As a nomadic institution, Visible – part of the Extended Network of Public Art Producers (ENPAP) – has worked with a variety of formats, collaborations, and institutions, including Tate, Liverpool; Creative Time, New York; Van Abbemuseum, Eindhoven; Kunsthaus, Graz; Kadist Art Foundation, San Francisco; Center for Historical Reenactments, Johannesburg; The Serpentine Galleries, London: and the Fondation Lafayette, Paris. Visible is part of the Extended Network of Public Art Producers (ENPAP). The Visible project is directed by Matteo Lucchetti and Judith Wielander, and initiated by Cittadellarte – Fondazione Pistoletto in collaboration with Fondazione Zegna.

Visible’s approach has been unique from the outset for piloting the public jury format at the 2013 Award at the Van Abbemuseum in Eindhoven. Subsequently, in 2015, the Award was organized in collaboration with Tate Liverpool at the Liverpool City Council, where the notion of a Temporary Parliament was inaugurated. The public’s engagement in the assessment and voting on the art projects transformed the Award into an occasion for collective learning and the expansion of the discourse instigated by and around the projects.

The Queens Museum is the ideal setting for the event, since it has a long-standing commitment to socially engaged art, and its New York City Building was the location of early meetings of the United Nations from 1946-50,making it ideally suited to host Visible’s Temporary Parliament. This history was influential in determining the Queens Museum as a partner, and will impact the design of the physical space of the Parliament which is being led by London based design studio The Decorators. The debate of the jury as a Temporary Parliament is not simply a dialogue between experts, in order to select an exemplary socially engaged art project, but also a moment for sharing knowledge and collective learning. In the process of assessing the winning project – who will receive a prize of 25.000 euros – the jury will also offer an opportunity to deepen the debate around artistic engagement in the public domain.

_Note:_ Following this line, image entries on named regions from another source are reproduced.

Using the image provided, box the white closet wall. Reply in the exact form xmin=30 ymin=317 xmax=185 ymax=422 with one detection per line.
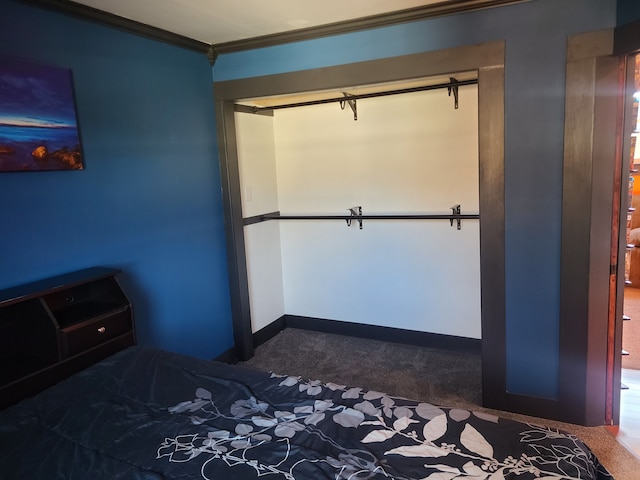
xmin=235 ymin=113 xmax=285 ymax=332
xmin=237 ymin=86 xmax=481 ymax=338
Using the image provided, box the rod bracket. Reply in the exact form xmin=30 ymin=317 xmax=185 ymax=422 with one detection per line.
xmin=347 ymin=206 xmax=362 ymax=230
xmin=447 ymin=77 xmax=458 ymax=110
xmin=449 ymin=203 xmax=462 ymax=230
xmin=340 ymin=92 xmax=358 ymax=121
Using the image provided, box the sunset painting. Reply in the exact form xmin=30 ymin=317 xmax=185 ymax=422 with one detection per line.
xmin=0 ymin=58 xmax=84 ymax=172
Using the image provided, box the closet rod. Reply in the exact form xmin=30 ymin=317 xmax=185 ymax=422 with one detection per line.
xmin=243 ymin=212 xmax=480 ymax=225
xmin=242 ymin=78 xmax=478 ymax=113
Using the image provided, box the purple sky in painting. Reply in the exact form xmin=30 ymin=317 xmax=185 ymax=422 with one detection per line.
xmin=0 ymin=59 xmax=76 ymax=127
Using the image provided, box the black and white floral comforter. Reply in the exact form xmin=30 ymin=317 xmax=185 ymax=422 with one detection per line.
xmin=0 ymin=347 xmax=612 ymax=480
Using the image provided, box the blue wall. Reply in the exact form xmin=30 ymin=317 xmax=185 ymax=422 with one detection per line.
xmin=213 ymin=0 xmax=616 ymax=398
xmin=0 ymin=0 xmax=233 ymax=358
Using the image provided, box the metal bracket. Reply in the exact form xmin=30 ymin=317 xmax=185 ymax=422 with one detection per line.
xmin=346 ymin=207 xmax=362 ymax=230
xmin=340 ymin=92 xmax=358 ymax=121
xmin=449 ymin=203 xmax=462 ymax=230
xmin=447 ymin=77 xmax=458 ymax=110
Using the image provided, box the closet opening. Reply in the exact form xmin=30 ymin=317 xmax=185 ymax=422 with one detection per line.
xmin=235 ymin=73 xmax=481 ymax=352
xmin=214 ymin=42 xmax=506 ymax=409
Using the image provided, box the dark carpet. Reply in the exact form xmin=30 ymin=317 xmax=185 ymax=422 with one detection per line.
xmin=242 ymin=328 xmax=640 ymax=480
xmin=240 ymin=328 xmax=482 ymax=407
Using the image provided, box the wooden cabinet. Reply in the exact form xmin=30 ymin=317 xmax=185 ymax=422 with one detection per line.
xmin=0 ymin=267 xmax=135 ymax=408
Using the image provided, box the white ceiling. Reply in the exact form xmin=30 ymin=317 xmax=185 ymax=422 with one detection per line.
xmin=74 ymin=0 xmax=452 ymax=44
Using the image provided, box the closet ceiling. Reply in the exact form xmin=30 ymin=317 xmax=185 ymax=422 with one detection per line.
xmin=237 ymin=71 xmax=478 ymax=108
xmin=66 ymin=0 xmax=492 ymax=44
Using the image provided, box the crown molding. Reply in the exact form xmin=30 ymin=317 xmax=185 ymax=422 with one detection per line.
xmin=19 ymin=0 xmax=210 ymax=53
xmin=213 ymin=0 xmax=531 ymax=55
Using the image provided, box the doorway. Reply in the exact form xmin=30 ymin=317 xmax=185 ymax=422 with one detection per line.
xmin=614 ymin=51 xmax=640 ymax=457
xmin=213 ymin=42 xmax=510 ymax=413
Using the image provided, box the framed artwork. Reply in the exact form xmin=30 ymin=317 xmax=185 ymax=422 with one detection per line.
xmin=0 ymin=58 xmax=84 ymax=172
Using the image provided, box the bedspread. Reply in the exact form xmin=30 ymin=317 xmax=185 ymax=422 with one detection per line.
xmin=0 ymin=347 xmax=612 ymax=480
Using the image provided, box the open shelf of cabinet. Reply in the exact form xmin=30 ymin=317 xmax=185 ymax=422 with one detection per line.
xmin=0 ymin=267 xmax=135 ymax=408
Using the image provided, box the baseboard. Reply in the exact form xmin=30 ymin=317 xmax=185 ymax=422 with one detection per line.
xmin=214 ymin=347 xmax=238 ymax=364
xmin=253 ymin=315 xmax=287 ymax=348
xmin=500 ymin=392 xmax=560 ymax=423
xmin=253 ymin=315 xmax=481 ymax=354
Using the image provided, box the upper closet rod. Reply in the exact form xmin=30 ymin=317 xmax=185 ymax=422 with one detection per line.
xmin=242 ymin=77 xmax=478 ymax=113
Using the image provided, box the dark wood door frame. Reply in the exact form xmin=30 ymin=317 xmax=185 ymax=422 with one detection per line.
xmin=559 ymin=29 xmax=629 ymax=425
xmin=213 ymin=42 xmax=508 ymax=410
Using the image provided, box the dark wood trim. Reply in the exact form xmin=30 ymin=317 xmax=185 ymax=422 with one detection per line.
xmin=283 ymin=315 xmax=481 ymax=354
xmin=613 ymin=20 xmax=640 ymax=57
xmin=558 ymin=31 xmax=618 ymax=425
xmin=216 ymin=102 xmax=253 ymax=360
xmin=242 ymin=211 xmax=280 ymax=225
xmin=253 ymin=315 xmax=287 ymax=348
xmin=213 ymin=347 xmax=238 ymax=364
xmin=506 ymin=393 xmax=563 ymax=421
xmin=213 ymin=41 xmax=505 ymax=101
xmin=20 ymin=0 xmax=209 ymax=53
xmin=215 ymin=0 xmax=530 ymax=54
xmin=478 ymin=62 xmax=510 ymax=410
xmin=234 ymin=103 xmax=273 ymax=117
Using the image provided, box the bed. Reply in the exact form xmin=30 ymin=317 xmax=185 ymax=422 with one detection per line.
xmin=0 ymin=346 xmax=612 ymax=480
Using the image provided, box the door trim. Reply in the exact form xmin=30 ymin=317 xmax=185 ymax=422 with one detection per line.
xmin=218 ymin=41 xmax=508 ymax=410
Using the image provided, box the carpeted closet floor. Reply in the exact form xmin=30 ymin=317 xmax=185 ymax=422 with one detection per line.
xmin=243 ymin=326 xmax=640 ymax=480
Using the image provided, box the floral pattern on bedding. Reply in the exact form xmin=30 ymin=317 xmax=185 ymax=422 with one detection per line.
xmin=157 ymin=374 xmax=612 ymax=480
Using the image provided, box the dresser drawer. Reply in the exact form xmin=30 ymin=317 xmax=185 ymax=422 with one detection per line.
xmin=61 ymin=308 xmax=131 ymax=358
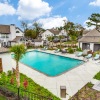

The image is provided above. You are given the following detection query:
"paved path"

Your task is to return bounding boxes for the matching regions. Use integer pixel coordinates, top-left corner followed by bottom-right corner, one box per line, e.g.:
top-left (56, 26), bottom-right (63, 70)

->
top-left (0, 51), bottom-right (100, 100)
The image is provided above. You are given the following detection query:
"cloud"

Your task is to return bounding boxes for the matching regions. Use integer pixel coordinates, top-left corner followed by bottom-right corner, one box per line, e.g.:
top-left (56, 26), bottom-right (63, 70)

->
top-left (37, 16), bottom-right (67, 29)
top-left (17, 0), bottom-right (52, 20)
top-left (89, 0), bottom-right (100, 6)
top-left (69, 6), bottom-right (76, 12)
top-left (0, 2), bottom-right (16, 16)
top-left (83, 20), bottom-right (95, 30)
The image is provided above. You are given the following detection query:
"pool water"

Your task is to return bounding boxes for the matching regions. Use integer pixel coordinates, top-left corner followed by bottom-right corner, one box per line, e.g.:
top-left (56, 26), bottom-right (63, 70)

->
top-left (20, 50), bottom-right (83, 76)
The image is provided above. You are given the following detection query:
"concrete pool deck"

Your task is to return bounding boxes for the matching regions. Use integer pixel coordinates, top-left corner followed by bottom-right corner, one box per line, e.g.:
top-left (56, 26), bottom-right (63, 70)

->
top-left (0, 51), bottom-right (100, 100)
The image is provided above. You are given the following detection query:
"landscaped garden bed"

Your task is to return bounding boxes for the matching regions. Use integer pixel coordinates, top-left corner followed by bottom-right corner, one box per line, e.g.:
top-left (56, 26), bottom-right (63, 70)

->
top-left (69, 83), bottom-right (100, 100)
top-left (0, 71), bottom-right (60, 100)
top-left (69, 72), bottom-right (100, 100)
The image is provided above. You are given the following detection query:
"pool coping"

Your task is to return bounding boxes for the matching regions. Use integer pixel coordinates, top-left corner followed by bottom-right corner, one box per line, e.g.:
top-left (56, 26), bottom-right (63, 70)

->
top-left (15, 49), bottom-right (86, 77)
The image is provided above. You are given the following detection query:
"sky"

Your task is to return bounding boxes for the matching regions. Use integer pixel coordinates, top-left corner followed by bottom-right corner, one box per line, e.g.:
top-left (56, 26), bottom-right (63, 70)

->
top-left (0, 0), bottom-right (100, 29)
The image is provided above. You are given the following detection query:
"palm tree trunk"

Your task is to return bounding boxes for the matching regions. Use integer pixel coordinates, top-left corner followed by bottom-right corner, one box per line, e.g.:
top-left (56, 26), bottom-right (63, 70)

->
top-left (16, 62), bottom-right (20, 87)
top-left (16, 62), bottom-right (20, 100)
top-left (60, 40), bottom-right (61, 49)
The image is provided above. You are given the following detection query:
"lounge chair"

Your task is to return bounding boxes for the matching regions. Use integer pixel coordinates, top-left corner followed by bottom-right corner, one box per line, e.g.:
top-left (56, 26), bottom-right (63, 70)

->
top-left (94, 54), bottom-right (100, 60)
top-left (61, 50), bottom-right (67, 53)
top-left (76, 52), bottom-right (83, 57)
top-left (42, 47), bottom-right (48, 50)
top-left (54, 49), bottom-right (60, 53)
top-left (85, 54), bottom-right (92, 59)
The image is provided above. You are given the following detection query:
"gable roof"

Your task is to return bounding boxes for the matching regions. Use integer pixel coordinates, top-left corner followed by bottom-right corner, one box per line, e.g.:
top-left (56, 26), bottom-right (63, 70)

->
top-left (48, 29), bottom-right (60, 35)
top-left (79, 29), bottom-right (100, 43)
top-left (0, 25), bottom-right (10, 34)
top-left (85, 29), bottom-right (100, 36)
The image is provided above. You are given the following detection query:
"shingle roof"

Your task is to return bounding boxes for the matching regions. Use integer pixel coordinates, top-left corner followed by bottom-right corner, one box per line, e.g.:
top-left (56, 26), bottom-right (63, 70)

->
top-left (0, 25), bottom-right (10, 34)
top-left (79, 29), bottom-right (100, 43)
top-left (48, 29), bottom-right (60, 35)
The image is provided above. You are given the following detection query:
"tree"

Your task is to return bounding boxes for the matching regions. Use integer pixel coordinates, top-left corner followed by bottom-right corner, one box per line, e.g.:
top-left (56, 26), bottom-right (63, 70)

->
top-left (87, 13), bottom-right (100, 29)
top-left (33, 22), bottom-right (41, 36)
top-left (10, 44), bottom-right (26, 100)
top-left (21, 21), bottom-right (28, 32)
top-left (47, 36), bottom-right (54, 48)
top-left (59, 35), bottom-right (64, 49)
top-left (25, 29), bottom-right (37, 39)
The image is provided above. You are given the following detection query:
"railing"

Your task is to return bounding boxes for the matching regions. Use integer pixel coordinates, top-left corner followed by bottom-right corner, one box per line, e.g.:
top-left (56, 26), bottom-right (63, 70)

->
top-left (20, 89), bottom-right (53, 100)
top-left (0, 85), bottom-right (53, 100)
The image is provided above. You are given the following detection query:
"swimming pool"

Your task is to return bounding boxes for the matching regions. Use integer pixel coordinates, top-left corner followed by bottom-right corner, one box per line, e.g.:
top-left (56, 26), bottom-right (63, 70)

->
top-left (20, 50), bottom-right (83, 76)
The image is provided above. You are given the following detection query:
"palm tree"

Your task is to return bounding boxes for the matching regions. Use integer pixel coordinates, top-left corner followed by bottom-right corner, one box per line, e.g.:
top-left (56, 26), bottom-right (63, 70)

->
top-left (47, 36), bottom-right (54, 48)
top-left (87, 13), bottom-right (100, 29)
top-left (59, 35), bottom-right (64, 49)
top-left (10, 44), bottom-right (26, 100)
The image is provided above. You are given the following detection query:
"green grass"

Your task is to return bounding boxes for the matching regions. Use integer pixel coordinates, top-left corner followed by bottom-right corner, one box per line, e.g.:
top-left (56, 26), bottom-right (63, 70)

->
top-left (94, 72), bottom-right (100, 80)
top-left (0, 95), bottom-right (7, 100)
top-left (0, 73), bottom-right (60, 100)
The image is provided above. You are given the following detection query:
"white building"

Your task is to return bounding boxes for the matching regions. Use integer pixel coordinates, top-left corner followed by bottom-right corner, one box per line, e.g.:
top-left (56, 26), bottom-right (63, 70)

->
top-left (79, 29), bottom-right (100, 51)
top-left (0, 24), bottom-right (24, 46)
top-left (40, 29), bottom-right (67, 40)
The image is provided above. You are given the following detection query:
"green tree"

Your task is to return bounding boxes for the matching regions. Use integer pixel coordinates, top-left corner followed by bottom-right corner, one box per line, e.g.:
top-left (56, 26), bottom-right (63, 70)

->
top-left (87, 13), bottom-right (100, 29)
top-left (25, 29), bottom-right (37, 39)
top-left (21, 21), bottom-right (28, 32)
top-left (47, 36), bottom-right (54, 48)
top-left (10, 44), bottom-right (26, 100)
top-left (33, 22), bottom-right (42, 36)
top-left (59, 35), bottom-right (64, 49)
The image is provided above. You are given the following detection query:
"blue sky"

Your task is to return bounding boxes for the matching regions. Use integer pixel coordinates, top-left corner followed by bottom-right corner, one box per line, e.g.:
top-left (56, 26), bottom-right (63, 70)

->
top-left (0, 0), bottom-right (100, 28)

The following nine projects have been shortlisted from a list of 60, nominated by the 2017 Visible advisory board (see the attached appendix). The projects are: The School of Engaged Art by Chto Delat (Saint Petersburg, Russia), proposed by Martina Angelotti; Brigada Puerta de Tierra by Jesús ‘Bubu’ Negrón and Luis Agosto-Leduc (San Juan, Puerto Rico), proposed by Julia Morandeira; Hunger, Inc. by Elia Nurvista (Yogyakarta, Indonesia), proposed by Tang Fu Kuen ; Sakiya – Art/Science/Agriculture by Nida Sinnokrot (Ramallah, Palestine), proposed by Nat Muller; The Reading Room by Narawan Kyo Pathomvat (Bangkok, Thailand), proposed by Simon Soon and Tang Fu Kuen; Inhabitants by Pedro Neves Marques and Mariana Silva (New York, USA), proposed by Margarida Mendes; Cercle d’Art des Travailleurs de Plantation Congolaise by Renzo Martens (Former Unilever Palm Oil Plantation, Lusanga, Democratic Republic of the Congo), proposed by Victoria Ivanova; Social Botany, Land and Turf by Xu Tan, (New York, US; Shenzhen, China), proposed by Xiaoyu Weng; IsumaTV by Zacharias Kunuk (Igloolik Hamlet, North Baffin Island, Canadian Arctic Archipelago) , proposed by Candice Hopkins.